Missouri Gov. Mike Parson (R) on Thursday suggested that he was ready to prosecute St. Louis Post-Dispatch staff after newspaper published a story Exposing data exposure on state education department website.
running news: Post-Dispatch notified the state on Tuesday following the discovery of the vulnerability, which left the Social Security number of 100,000 workers vulnerable to public disclosure. Parson’s comment on Thursday hit a . echoed the rhetoric of Statement Describing the reporter as a “hacker” by the department.
Be smart: The newspaper said the private information was not clearly visible or searchable, but was instead in the HTML source code of the pages in question. The HTML source code is publicly available to anyone with a web browser.
At a news conference on Thursday, Parson said The “individuals” who alerted the state had obtained private information through a “multi-step process” and were trying to “embarrass the state and sell headlines for their news outlets”.

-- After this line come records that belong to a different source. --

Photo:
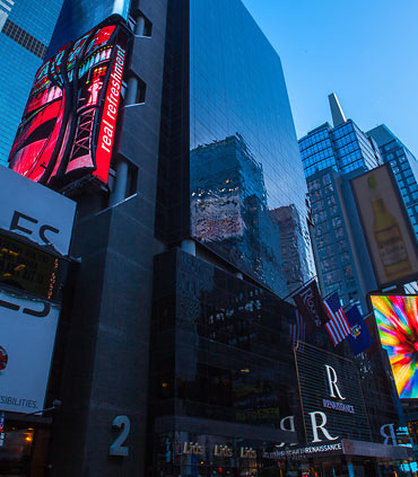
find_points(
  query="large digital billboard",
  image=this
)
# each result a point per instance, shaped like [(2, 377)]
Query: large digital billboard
[(27, 337), (390, 239), (69, 123), (397, 322)]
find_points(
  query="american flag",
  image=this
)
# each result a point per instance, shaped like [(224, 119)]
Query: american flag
[(337, 326), (298, 330)]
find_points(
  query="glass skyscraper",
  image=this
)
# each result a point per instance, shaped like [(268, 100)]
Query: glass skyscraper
[(404, 166), (242, 147), (331, 156), (177, 351), (26, 27)]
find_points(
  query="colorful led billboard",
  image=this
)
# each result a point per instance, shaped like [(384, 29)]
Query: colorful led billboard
[(69, 123), (397, 322)]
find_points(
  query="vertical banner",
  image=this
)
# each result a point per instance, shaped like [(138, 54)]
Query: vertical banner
[(390, 239)]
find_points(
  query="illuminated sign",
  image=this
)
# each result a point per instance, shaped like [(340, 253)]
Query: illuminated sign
[(36, 213), (27, 335), (68, 126), (27, 268), (389, 235), (397, 322), (332, 402)]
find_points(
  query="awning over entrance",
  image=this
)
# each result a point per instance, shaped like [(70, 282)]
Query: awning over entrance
[(346, 447)]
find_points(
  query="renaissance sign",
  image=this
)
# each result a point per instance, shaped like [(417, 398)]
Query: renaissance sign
[(332, 401)]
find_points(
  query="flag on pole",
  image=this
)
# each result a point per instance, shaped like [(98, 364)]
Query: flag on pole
[(337, 326), (359, 339), (308, 301)]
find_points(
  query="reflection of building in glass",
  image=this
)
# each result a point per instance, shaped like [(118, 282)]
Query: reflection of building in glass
[(229, 210), (295, 264), (404, 166), (26, 27), (332, 156)]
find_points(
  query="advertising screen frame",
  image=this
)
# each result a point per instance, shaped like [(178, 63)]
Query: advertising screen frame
[(382, 283), (392, 293)]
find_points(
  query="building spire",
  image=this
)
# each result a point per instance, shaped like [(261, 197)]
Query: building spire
[(336, 110)]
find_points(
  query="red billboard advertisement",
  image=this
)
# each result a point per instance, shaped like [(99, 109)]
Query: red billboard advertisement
[(69, 123), (397, 322)]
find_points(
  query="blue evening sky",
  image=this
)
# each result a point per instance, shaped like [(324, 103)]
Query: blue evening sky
[(366, 51)]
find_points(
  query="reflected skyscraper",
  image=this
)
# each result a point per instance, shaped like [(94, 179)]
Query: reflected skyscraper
[(229, 212)]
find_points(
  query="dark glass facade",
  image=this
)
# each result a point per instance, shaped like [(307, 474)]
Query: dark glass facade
[(223, 370), (244, 159), (26, 27)]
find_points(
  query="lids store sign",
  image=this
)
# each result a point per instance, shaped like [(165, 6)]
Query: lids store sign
[(332, 400)]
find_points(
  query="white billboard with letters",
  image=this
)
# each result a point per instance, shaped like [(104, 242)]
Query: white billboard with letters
[(35, 212), (27, 335)]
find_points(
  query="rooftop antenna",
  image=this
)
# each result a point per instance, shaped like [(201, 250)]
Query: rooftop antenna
[(337, 113)]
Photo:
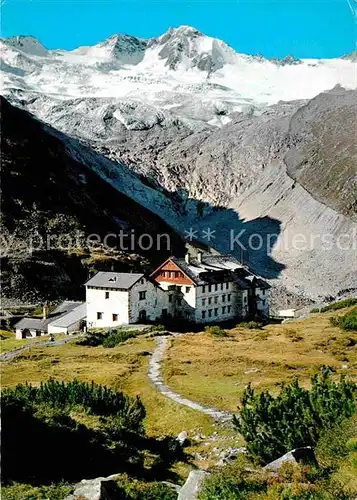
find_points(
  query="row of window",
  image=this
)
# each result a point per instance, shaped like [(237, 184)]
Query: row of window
[(215, 288), (114, 316), (214, 312), (142, 295), (214, 300), (171, 274)]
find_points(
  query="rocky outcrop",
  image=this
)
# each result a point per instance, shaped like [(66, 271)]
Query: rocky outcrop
[(193, 485), (298, 456), (100, 488)]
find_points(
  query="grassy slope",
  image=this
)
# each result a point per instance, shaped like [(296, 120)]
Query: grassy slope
[(123, 368), (215, 371)]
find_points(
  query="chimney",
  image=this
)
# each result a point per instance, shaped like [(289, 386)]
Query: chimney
[(45, 311)]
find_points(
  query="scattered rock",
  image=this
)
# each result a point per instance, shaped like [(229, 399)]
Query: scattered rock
[(299, 455), (182, 438), (100, 488), (230, 454), (193, 485), (252, 370)]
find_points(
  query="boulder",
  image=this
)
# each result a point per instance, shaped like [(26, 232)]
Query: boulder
[(182, 438), (297, 456), (100, 488), (193, 485)]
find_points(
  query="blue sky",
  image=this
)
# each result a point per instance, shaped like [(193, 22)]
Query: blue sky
[(303, 28)]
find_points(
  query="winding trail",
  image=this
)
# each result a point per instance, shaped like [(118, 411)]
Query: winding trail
[(157, 379)]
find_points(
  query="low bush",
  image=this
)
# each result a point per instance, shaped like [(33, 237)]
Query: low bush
[(292, 334), (341, 304), (216, 331), (95, 398), (347, 322), (295, 418), (109, 339), (18, 491), (118, 337), (130, 489)]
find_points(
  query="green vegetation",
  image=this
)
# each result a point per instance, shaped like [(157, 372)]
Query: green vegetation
[(109, 339), (217, 373), (94, 398), (19, 491), (341, 304), (67, 431), (334, 478), (216, 330), (295, 418), (347, 322), (251, 325)]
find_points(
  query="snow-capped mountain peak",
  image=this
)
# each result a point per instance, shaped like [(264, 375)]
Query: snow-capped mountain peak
[(187, 48), (27, 44), (181, 76)]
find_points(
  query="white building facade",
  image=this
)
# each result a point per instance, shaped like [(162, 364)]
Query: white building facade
[(205, 289)]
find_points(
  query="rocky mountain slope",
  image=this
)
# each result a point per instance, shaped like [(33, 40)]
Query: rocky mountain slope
[(198, 134), (56, 212)]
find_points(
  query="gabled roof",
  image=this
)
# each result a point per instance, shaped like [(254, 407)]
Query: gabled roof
[(69, 318), (66, 314), (213, 269), (123, 281), (32, 324)]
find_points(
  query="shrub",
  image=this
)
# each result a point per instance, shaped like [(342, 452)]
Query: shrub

- “The state is committed to bringing to justice anyone who hacked our system and whoever helped and abetted it to do so,” Parson said.
- “Not only are we going to hold this person accountable, but we’re also going to hold everyone accountable who assisted this person and the media corporation that employs them.”
post-dispatch disputed Parson’s specialty, citing the University of Missouri-St. Louis cyber security professor Shaji Khan, who noted that the content was encoded but not encrypted, so it could be viewed without the decryption key.
- “We stand by our reporting and our reporter who did everything right. It is regrettable that the governor chose to place the blame on the journalists who exposed the website’s problem and brought it to the attention of DESE,” Post-Dispatch publisher Ian Caso said on Thursday.
Noteworthy: The newspaper informed the department of its findings before publishing the story, giving the department time to remove webpages that contained exposure.